Kitap Tanıtımı |
Sosyal bir varlık olarak birlikte yaşamak için köyler, kentler kuran modern insanın, kendi kurduğu birlikte yaşam mekânlarında yapayalnız kalması ve hatta bu yalnızlığın en küçük sosyal birimi olan ailenin içerisine kadar sirayet etmesi, ibretlik ve trajik bir durumdur. Hiç arzu edilmemesine ve herkes tarafından yakınılan bir durum olmasına rağmen, kalabalıklar içerisinde yaşanan bu trajik yalnızlığın, gelecekte de insanlara vaat edebileceği yegâne şey, ruh sıkıntısı, bunalım ve kaostur.

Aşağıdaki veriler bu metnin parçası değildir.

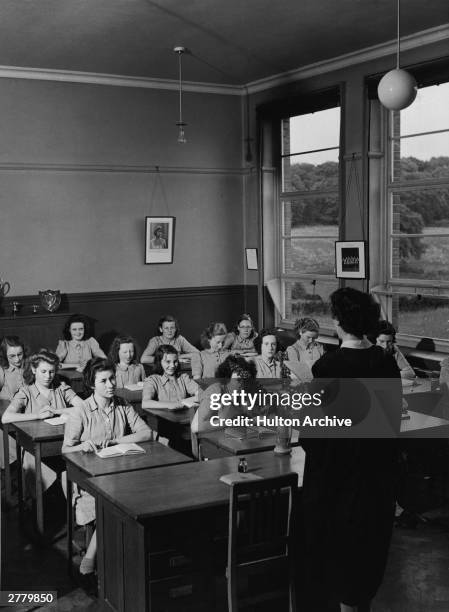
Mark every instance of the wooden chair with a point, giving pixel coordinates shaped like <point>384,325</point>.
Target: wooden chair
<point>261,516</point>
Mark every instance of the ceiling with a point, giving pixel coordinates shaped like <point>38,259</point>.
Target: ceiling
<point>230,41</point>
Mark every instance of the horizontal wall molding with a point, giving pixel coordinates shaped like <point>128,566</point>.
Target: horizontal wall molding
<point>116,168</point>
<point>117,80</point>
<point>72,299</point>
<point>418,39</point>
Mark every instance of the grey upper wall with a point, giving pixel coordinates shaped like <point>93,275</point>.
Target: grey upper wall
<point>74,195</point>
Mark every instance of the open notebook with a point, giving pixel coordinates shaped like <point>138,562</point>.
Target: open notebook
<point>120,449</point>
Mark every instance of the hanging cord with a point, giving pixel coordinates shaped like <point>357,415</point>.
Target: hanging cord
<point>353,174</point>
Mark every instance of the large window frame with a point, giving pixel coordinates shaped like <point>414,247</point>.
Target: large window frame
<point>393,285</point>
<point>287,198</point>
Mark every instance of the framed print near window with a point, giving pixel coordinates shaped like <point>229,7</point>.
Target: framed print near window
<point>350,259</point>
<point>159,239</point>
<point>251,259</point>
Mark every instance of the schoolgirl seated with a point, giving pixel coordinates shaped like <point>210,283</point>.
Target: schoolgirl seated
<point>167,333</point>
<point>206,362</point>
<point>12,358</point>
<point>241,339</point>
<point>167,387</point>
<point>78,345</point>
<point>102,420</point>
<point>386,338</point>
<point>267,363</point>
<point>306,349</point>
<point>41,397</point>
<point>235,373</point>
<point>123,354</point>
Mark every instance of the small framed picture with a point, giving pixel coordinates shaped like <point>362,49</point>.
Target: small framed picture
<point>350,259</point>
<point>159,239</point>
<point>251,259</point>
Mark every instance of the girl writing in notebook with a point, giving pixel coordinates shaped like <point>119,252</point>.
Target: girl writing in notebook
<point>123,354</point>
<point>78,345</point>
<point>41,397</point>
<point>102,420</point>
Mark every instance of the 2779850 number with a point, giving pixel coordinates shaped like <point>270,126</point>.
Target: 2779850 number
<point>9,598</point>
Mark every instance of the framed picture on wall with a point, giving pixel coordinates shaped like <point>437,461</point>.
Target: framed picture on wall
<point>350,259</point>
<point>159,239</point>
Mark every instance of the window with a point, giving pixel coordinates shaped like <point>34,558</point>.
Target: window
<point>309,213</point>
<point>418,214</point>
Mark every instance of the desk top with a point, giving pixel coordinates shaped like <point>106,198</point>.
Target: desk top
<point>150,493</point>
<point>38,431</point>
<point>156,455</point>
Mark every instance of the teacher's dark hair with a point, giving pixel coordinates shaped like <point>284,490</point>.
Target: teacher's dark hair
<point>356,312</point>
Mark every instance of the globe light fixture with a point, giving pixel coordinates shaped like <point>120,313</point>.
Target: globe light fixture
<point>397,89</point>
<point>180,123</point>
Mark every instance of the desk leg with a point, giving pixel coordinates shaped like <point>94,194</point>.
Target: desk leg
<point>39,496</point>
<point>69,527</point>
<point>7,467</point>
<point>19,478</point>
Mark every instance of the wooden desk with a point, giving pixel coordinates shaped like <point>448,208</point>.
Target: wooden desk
<point>424,426</point>
<point>82,466</point>
<point>162,533</point>
<point>41,440</point>
<point>235,446</point>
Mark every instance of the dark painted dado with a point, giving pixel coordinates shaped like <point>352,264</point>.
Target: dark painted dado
<point>131,312</point>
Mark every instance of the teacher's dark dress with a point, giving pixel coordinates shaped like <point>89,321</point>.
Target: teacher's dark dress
<point>349,491</point>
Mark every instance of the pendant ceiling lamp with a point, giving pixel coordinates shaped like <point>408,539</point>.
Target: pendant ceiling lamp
<point>397,89</point>
<point>180,123</point>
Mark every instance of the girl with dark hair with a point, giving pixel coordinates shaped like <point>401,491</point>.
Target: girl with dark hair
<point>241,339</point>
<point>12,357</point>
<point>386,338</point>
<point>167,387</point>
<point>267,364</point>
<point>306,349</point>
<point>123,354</point>
<point>349,484</point>
<point>167,333</point>
<point>102,420</point>
<point>41,397</point>
<point>78,345</point>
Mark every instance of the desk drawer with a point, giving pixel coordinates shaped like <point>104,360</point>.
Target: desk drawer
<point>190,593</point>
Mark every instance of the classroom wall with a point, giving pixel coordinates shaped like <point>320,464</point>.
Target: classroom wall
<point>78,176</point>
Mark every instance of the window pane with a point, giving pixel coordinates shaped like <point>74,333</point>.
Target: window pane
<point>421,258</point>
<point>304,298</point>
<point>423,316</point>
<point>424,211</point>
<point>421,157</point>
<point>310,171</point>
<point>311,217</point>
<point>430,111</point>
<point>313,131</point>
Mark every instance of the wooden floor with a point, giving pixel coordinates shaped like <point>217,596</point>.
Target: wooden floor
<point>417,577</point>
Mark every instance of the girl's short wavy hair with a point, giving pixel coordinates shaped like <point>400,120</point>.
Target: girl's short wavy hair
<point>164,349</point>
<point>261,336</point>
<point>167,319</point>
<point>356,312</point>
<point>306,324</point>
<point>34,361</point>
<point>213,329</point>
<point>11,341</point>
<point>93,366</point>
<point>113,354</point>
<point>77,318</point>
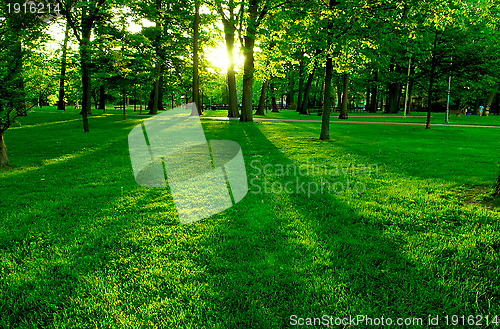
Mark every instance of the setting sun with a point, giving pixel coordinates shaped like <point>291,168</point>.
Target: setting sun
<point>218,57</point>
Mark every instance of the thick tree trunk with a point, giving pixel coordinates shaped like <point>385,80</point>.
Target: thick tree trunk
<point>196,77</point>
<point>140,99</point>
<point>262,99</point>
<point>327,99</point>
<point>135,97</point>
<point>124,102</point>
<point>410,89</point>
<point>155,101</point>
<point>289,96</point>
<point>305,98</point>
<point>367,100</point>
<point>497,187</point>
<point>339,95</point>
<point>431,82</point>
<point>495,107</point>
<point>248,66</point>
<point>95,98</point>
<point>85,77</point>
<point>273,97</point>
<point>343,111</point>
<point>4,161</point>
<point>61,106</point>
<point>394,96</point>
<point>373,101</point>
<point>231,75</point>
<point>301,83</point>
<point>317,91</point>
<point>102,98</point>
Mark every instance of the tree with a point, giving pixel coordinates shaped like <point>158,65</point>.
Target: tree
<point>60,103</point>
<point>86,12</point>
<point>230,19</point>
<point>196,77</point>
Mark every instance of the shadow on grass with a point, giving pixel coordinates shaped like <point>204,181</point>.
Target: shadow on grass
<point>285,254</point>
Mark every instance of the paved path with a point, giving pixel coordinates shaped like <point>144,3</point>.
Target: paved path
<point>358,122</point>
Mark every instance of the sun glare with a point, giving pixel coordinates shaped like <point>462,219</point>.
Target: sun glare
<point>218,57</point>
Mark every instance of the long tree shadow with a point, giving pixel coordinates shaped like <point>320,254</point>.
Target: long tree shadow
<point>283,254</point>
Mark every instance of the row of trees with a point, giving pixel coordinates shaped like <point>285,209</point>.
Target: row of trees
<point>384,52</point>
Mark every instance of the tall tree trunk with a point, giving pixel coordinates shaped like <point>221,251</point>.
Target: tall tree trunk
<point>495,106</point>
<point>262,99</point>
<point>273,97</point>
<point>372,108</point>
<point>94,97</point>
<point>196,77</point>
<point>84,58</point>
<point>233,111</point>
<point>327,99</point>
<point>305,98</point>
<point>410,89</point>
<point>431,82</point>
<point>153,108</point>
<point>497,187</point>
<point>289,96</point>
<point>135,97</point>
<point>492,96</point>
<point>343,112</point>
<point>339,95</point>
<point>61,106</point>
<point>4,161</point>
<point>248,66</point>
<point>301,83</point>
<point>317,92</point>
<point>102,97</point>
<point>124,102</point>
<point>140,99</point>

Böylesi istenmedik ortamların çocuğu olan günümüz insanının, bin bir ümit ve beklenti ile kurduğu yuvaların, ayrılıkla yıkıldığına sıkça şahit olmanın üzüntüsünü yaşıyoruz. İletişimin, gönülden gelen mesajlar yerine zaruret, resmiyet boyutuyla yapıldığı günümüzde aile içerisinde iletişimin de benzer boyutla kurulması, aile bağlarını zayıflatan en önemli faktör olarak bütün korkutuculuğuyla karşımızda durmaktadır.
Eşlerin, sadece beden güzelliği itibariyle belirledikleri ölçülerle kurdukları bağların zayıflığı sürdürülemez bir evliliğin en önemli sebebidir. Tatmin olmayan ruhun -karşısındaki ne kadar güzel veya yakışıklı olursa olsun- kaçınılmaz biçimde başka arayışlara gireceği gerçeği, dağılmış aileler ve ortada kalmış çocuklar biçiminde gördüğümüz insan enkazlarıyla sıkça rastladığımız gerçekliklerdendir.
Değerli kardeşim, aziz dostum Rıdvan Oluç'un yaptığı bu çalışma, parmak bastığı trajedi ve vaad ettikleriyle özgün ve güzel bir çalışma olmuştur.